The best solutions for protecting unstructured data leverage AI and machine learning. AI-driven data classification speeds the process and accuracy of identifying and categorizing sensitive data, while AI-powered threat prevention and anomaly detection tools can detect and prevent threats in real-time, reducing the risk of data loss. In addition, machine learning algorithms are equipped to analyze user behavior and suggest appropriate access controls.
Protecting Both Types of Data With DSPM
To achieve comprehensive data protection across the board, organizations must adopt a unified approach that covers both structured and unstructured data. Effective data protection solutions should provide a holistic view of all data types, enabling organizations to implement consistent security policies and practices across their entire data landscape.
One popular, proven approach to this challenge is advanced data security posture management (DSPM). DSPM empowers organizations to discover structured and unstructured data and gain comprehensive visibility into where sensitive data resides and the types of sensitive data that exist. It also classifies data by tagging and labeling it. In addition, DSPM monitors and identifies risks by proactively detecting and assessing behavior and usage of business-critical data, preventing potential breaches before they occur. Finally, DSPM remediates and protects sensitive information against unauthorized access and data loss.
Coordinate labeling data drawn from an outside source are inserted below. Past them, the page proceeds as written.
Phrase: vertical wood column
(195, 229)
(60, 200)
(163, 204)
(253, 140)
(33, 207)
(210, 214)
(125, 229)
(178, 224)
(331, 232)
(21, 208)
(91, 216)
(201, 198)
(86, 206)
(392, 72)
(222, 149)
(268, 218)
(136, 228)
With DSPM, as sensitive structured and unstructured data moves through the network and across data stores, it is labeled appropriately no matter where it resides. It is then monitored for risks, such as inappropriate permissions, risky sharing, inaccurate entitlements, and wrong location. If any risks are detected, they can be remediated.
Understanding the differences between structured and unstructured data is crucial for implementing effective holistic data protection strategies. Organizations must recognize the unique challenges posed by unstructured data and adopt advanced solutions that leverage AI and machine learning to safeguard all types of data, such as advanced DSPM. By doing so, they can mitigate risks, ensure compliance and derive valuable insights to drive growth and innovation.